Ieri, dopo la dignitosa e straziante conferenza stampa della famiglia Regeni, c’era da attendersi finalmente una parola chiara e definitiva del governo italiano. Non è arrivata. Renzi, dal Nevada, twitta imbarazzanti autoscatti col caschetto e le scarpe gialle da capocantiere dell’Eni e dell’Enel. Gentiloni parla sul Corriere della Sera del delitto come se fosse avvenuto l’altroieri, non due mesi fa: “La pressione politico-diplomatica è un deterrente contro verità di comodo” (infatti l’Egitto ce ne ha già rifilate una decina), “se la collaborazione nelle indagini diventa sostanziale, ci sono le condizioni per avanzare sulla strada della verità” (ma in 66 giorni non c’è stata alcuna collaborazione e alcuna verità), “di fronte alla mancanza di collaborazione valuteremo le misure possibili” (e in questi due mesi di mancata collaborazione quali misure ha valutato?). I soliti gargarismi di un governo ostaggio di al-Sisi.

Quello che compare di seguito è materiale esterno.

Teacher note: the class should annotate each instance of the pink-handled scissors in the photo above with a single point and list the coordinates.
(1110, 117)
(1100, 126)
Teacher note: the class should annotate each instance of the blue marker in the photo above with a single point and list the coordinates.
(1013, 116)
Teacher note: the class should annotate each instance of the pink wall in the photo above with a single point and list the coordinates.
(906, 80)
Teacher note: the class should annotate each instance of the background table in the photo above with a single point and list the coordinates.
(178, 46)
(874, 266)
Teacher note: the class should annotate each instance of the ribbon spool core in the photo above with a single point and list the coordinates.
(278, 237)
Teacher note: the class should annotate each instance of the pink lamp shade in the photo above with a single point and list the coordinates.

Ma c’è di peggio: la fu Unità, house organ del renzismo, intervista l’ex ambasciatore al Cairo Antonio Badini. Il quale dipinge al-Sisi come un buon samaritano che, su Regeni, non ci dorme la notte: “Vive un personale dramma, tra il riconoscimento di una verità scomoda e le ragioni che lui stesso ha imposto sull’integrità dell’apparato di sicurezza”. Fosse per lui, ce l’avrebbe già detto chi ha ucciso Giulio, ma purtroppo non può: “L’autorità centrale non deve conoscere incrinature”, né “deviare dall’obiettivo di contrastare il terrorismo”. E pazienza se Giulio era un ricercatore disarmato. Qualche mese fa il Cairo sterminò cinque turisti spagnoli scambiandoli per terroristi e anche allora “la sicurezza sapeva chi commise l’errore”, ma non lo disse per evitare “un’incidenza negativa sul morale dell’apparato”. Fortuna che la Spagna “non fece più di tanto per portare avanti le sue rimostranze e accettò le scuse”. Invece questi Regeni non si rassegnano: “Si insiste sulla trasparenza della dinamica dei fatti e dunque sulla verità”. E il dittatore soffre in silenzio, povera stella: “Al-Sisi ha affermato più volte che il suo sogno è quello di dare il benessere al popolo egiziano”. Quindi, se lo dice lui, è vero. È anche “un praticante della religione islamica e come tale ha un rapporto della sua coscienza con Dio”. Poi, vabbè, nel tragitto tra la coscienza e Dio, ogni tanto ci scappa un’ammazzatina di attivisti, una retatuccia di oppositori o giornalisti, una fossetta comune di desaparecidos, una torturella di detenuti. Ma che sarà mai. So’ creature.